My Sister's Cake Pops - Amazing!!

Homemade ice cream - Blueberry, vanilla, strawberry - yum!

We always sort the fireworks so they are easy to grab even in the dark.

My favorite all time 4th of July photo! That's Kirk lighting my brother's wick!

Yep, these are just the one we do at the house...

Kirk and my brother setting up the finale. We used to have to have at least 5 of the guys out there trying to light at once, but now the stands sell wick - Yippee!

We usually have so many fireworks to do that the fun spills over into a couple of days. We light the small daytime ones over the course of the week.
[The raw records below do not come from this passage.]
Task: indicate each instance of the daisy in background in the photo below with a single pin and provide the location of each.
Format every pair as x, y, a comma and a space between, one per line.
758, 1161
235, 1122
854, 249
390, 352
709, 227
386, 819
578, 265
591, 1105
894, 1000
So... I share all of this so you will be sympathetic when I complain :)
We visited a nearby fireworks stand this afternoon - very excited about what we would find in the Fireworks Capital of the World, ready to make use of our filled in grassy swimming pool for our launch pad:

The saleslady at the stand smiled and said, and I quote: "We have some that shoot as high as ten feet in the air!" I think my blank stare of unbelief gave her the impression that I was not familiar with fireworks, so she proceeded to assure me that they did not shoot anything 10 feet, but that only sparks would go that high...

Apparently the most dramatic fireworks available to the common person here is Pennsylvania is a FOUNTAIN...  ~sigh~

Here is our purchase from today...
The boys think this is just the ones for today. They haven't figured out that there won't be any big ones this year...
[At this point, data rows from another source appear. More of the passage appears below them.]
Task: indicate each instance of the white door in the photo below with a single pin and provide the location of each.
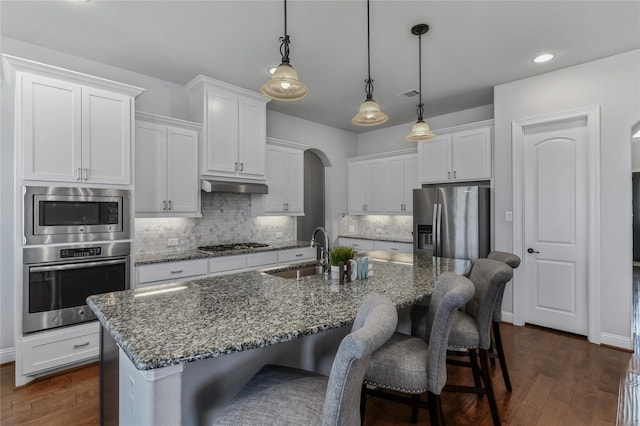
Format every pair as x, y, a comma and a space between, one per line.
252, 138
276, 179
106, 136
555, 225
295, 181
151, 168
392, 181
182, 171
52, 129
222, 133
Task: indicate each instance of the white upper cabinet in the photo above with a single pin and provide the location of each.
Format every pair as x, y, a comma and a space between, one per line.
285, 180
457, 154
382, 183
72, 127
167, 179
234, 129
365, 186
399, 179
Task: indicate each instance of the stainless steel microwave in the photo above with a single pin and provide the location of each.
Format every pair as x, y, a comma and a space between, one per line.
69, 215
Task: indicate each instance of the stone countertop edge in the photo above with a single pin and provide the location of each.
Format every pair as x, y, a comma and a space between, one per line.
193, 254
250, 310
387, 239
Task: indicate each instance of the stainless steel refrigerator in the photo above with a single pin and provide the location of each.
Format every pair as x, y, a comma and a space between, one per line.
452, 221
Yes. We will buy more (especially since most of these are already used up) but disappointed is far too mild a word for what we are feeling...


Sunday, June 30, 2013

This Week in Review, Googly Eyes and all...
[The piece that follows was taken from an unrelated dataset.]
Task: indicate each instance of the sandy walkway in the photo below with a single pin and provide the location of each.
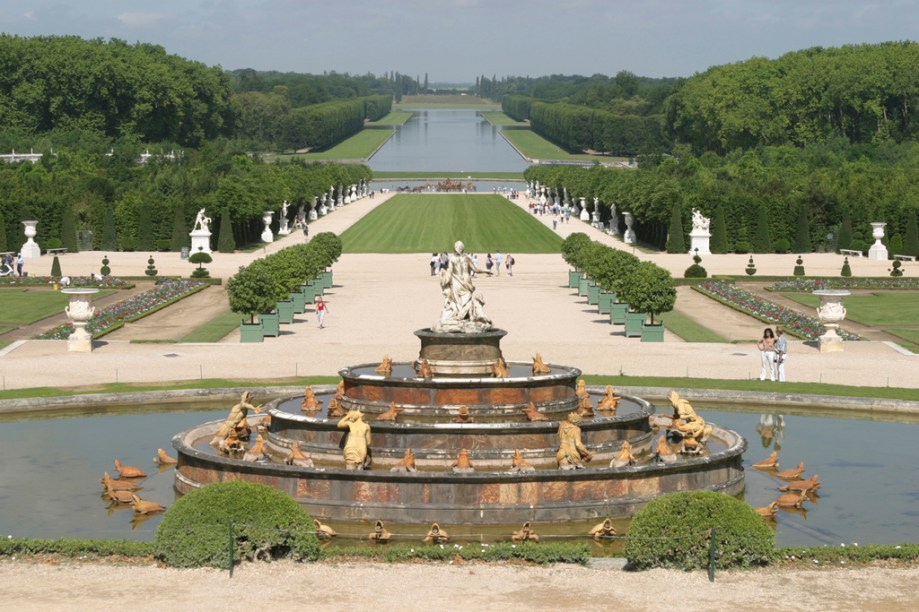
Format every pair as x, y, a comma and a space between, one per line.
470, 586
Today, I thought I'd share a few things about this week that made it special.

We found an Irish Dance Class for Maggie! Even better - it is a brand new class starting for homeschooled students! Moving halfway across the country has been tough on all of us, but this fills a big need - her homeschool Irish Dance Troupe in Texas was a big part of her life and it is one thing she is really missing.

We completed the required paperwork to legally homeschool in the state of Pennsylvania. This was such a strange adventure - with a few roadblocks, but it is all done now! I've been officially homeschooling for 13 years and I feel like a complete newbie trying to meet all of the state requirements. The funny thing is, we really won't be doing anything different - except for showing portfolios to the school district and having FRitW do a test at the end of the year. So the only changes will be in how I record our progress and who sees that record, but that is a big change!

We went to the Big Butler County Fair. No one has a fair in June in Texas... that would just be miserable! September fairs are hot enough, I can't imagine June and July - ugh! But, here - we wore jeans just so we didn't get too chilly when the sun went down (Yes. In June!) It was around 80 degrees until a thunderstorm moved in and cooled it off even further. This fair is such a neat fair! It is truly an old fashioned county fair. It reminded me of the fair in Charlotte's Web, and maybe even a bit of some of the ones in Laura Ingalls Wilder's books. We saw our first draft horses. These things are HUGE!! We looked at chickens, rabbits, pigs, sheep, goats, and alpacas. We watched tractor pulls - first with antique tractors, then later with Semi Trucks (probably not something Laura Ingalls would have seen...). We ate fair food (NOT my favorite thing!) then finished the night with a half mile walk in the pouring rain... laughing all the way! We came home soaked, but had a great time! (You will probably see another post on this Fair, we are going back a few more times.)

We learned a little more about this marker:

I love imagining George Washington at age 21 walking through this area - maybe even at some point setting foot on our property. The history geek in me can't help but get excited about a thought like that!

Finally, we have unpacked enough boxes for the boys to find sticky Googly Eyes!

Any week ending with Googly Eyes is a good week!